Last year was the perfect time to buy an SSD. For less than $100, you could get a couple of terabytes of really fast storage, even from the top brands. That's not the case now and you have to shop around to find a good deal, and the reason for this is simple: Samsung, the largest supplier of flash memory, has reduced production to such an extent that its factories are churning out 50% fewer chips than in the previous year.
News of this move (via ComputerBase) isn't particularly surprising as the industry had been talking about reducing output for a good while. However, the sheer size of the decrease is quite alarming and it's only going to mean that SSD prices will continue to rise, as the inventory of flash memory chips begins to dwindle.

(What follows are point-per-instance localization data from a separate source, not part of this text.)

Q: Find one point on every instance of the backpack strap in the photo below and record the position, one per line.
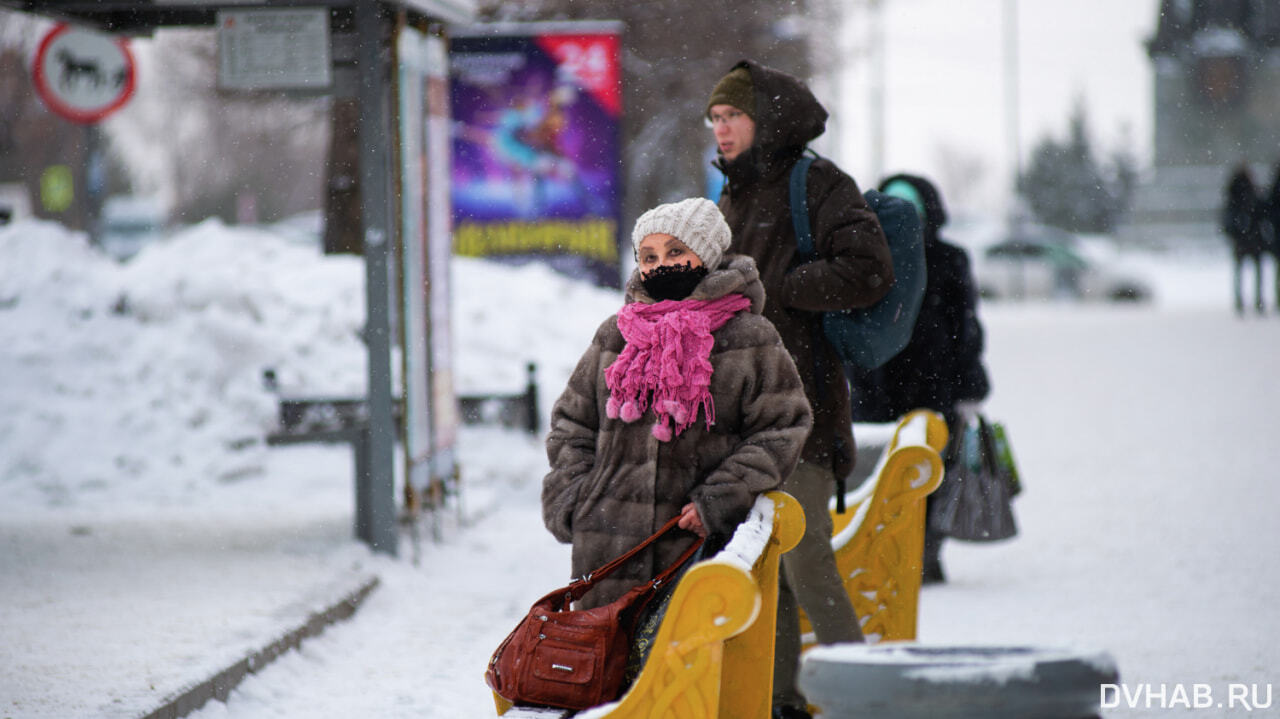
(800, 206)
(807, 250)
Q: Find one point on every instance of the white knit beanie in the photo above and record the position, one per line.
(695, 221)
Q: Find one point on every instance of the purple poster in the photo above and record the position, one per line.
(536, 113)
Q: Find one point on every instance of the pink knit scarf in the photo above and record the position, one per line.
(667, 361)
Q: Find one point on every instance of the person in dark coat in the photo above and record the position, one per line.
(941, 366)
(686, 403)
(1274, 221)
(1243, 224)
(762, 120)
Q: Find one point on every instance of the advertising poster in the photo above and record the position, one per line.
(536, 145)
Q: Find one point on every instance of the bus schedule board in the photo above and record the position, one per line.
(536, 150)
(274, 49)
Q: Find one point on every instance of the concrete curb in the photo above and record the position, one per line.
(220, 685)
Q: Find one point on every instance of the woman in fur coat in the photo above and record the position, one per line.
(685, 404)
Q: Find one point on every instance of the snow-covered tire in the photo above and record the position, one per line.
(909, 681)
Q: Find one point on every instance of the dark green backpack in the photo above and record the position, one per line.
(868, 337)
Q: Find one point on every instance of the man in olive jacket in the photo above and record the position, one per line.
(762, 120)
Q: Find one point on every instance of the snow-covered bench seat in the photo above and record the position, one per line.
(713, 654)
(880, 537)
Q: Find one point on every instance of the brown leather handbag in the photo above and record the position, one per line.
(576, 659)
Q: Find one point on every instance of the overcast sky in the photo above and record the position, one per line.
(945, 86)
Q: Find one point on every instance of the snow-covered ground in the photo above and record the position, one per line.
(131, 404)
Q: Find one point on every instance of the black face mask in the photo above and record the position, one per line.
(672, 282)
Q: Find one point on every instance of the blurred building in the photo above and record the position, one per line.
(1216, 104)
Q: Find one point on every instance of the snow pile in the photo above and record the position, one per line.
(145, 381)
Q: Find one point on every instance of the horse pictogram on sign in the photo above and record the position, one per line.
(81, 74)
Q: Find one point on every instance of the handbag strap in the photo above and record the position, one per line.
(580, 586)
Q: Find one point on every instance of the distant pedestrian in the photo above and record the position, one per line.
(941, 367)
(1274, 227)
(762, 120)
(1243, 216)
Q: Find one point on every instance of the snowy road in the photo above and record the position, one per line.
(1147, 445)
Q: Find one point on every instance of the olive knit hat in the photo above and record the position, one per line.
(695, 221)
(735, 88)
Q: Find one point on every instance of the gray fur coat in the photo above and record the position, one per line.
(612, 482)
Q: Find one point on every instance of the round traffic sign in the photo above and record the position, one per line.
(81, 74)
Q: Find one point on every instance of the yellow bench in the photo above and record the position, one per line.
(713, 653)
(880, 537)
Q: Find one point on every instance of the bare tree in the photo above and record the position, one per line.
(219, 154)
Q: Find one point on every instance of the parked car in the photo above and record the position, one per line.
(128, 224)
(14, 202)
(1031, 261)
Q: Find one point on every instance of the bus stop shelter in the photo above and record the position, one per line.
(360, 36)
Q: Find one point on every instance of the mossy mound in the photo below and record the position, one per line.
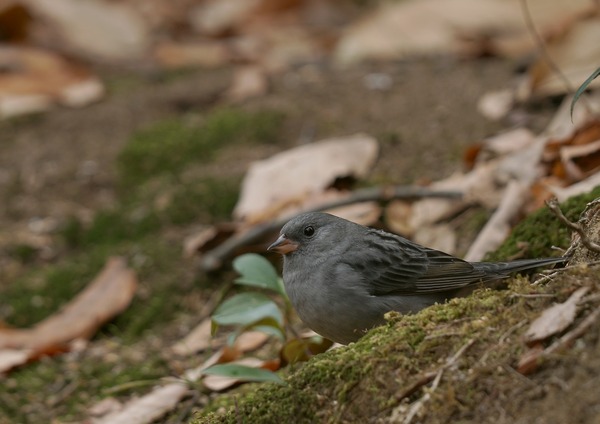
(455, 362)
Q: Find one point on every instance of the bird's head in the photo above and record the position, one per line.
(311, 232)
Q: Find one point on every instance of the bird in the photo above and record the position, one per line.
(342, 277)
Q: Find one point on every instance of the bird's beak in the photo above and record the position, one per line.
(283, 245)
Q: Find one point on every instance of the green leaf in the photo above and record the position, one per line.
(303, 349)
(243, 373)
(247, 309)
(256, 271)
(582, 88)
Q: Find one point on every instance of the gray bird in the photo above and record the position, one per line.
(342, 277)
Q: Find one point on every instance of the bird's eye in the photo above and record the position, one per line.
(309, 231)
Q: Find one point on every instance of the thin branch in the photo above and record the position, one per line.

This is because it's not just Samsung that's scaling back production: Other NAND manufacturers, such as Kioxia, Micron, and SK Hynix, will almost certainly follow suit. By constraining supply, the high demand will force prices to rise, though this is something that's been going on in the flash memory industry for years.
And more recently, the growth in AI supercomputers is also partly responsible for the increase in SSD prices, as the creation of all these machines for generative AI requires thousands of medium-capacity, high-speed flash memory chips. The general server market still prefers the traditional HDD as the primary choice of long-term storage, though SSDs are making headway in this area, too.
However, it's not necessarily all doom and gloom. Some suppliers may choose to not follow Samsung's lead and instead do the polar opposite. Chinese manufacturers such as YMTC, whose memory chips are used by Silicon Power, ADATA, and countless others, may see this as an opportunity to flood the market with mountains of cheap NAND flash.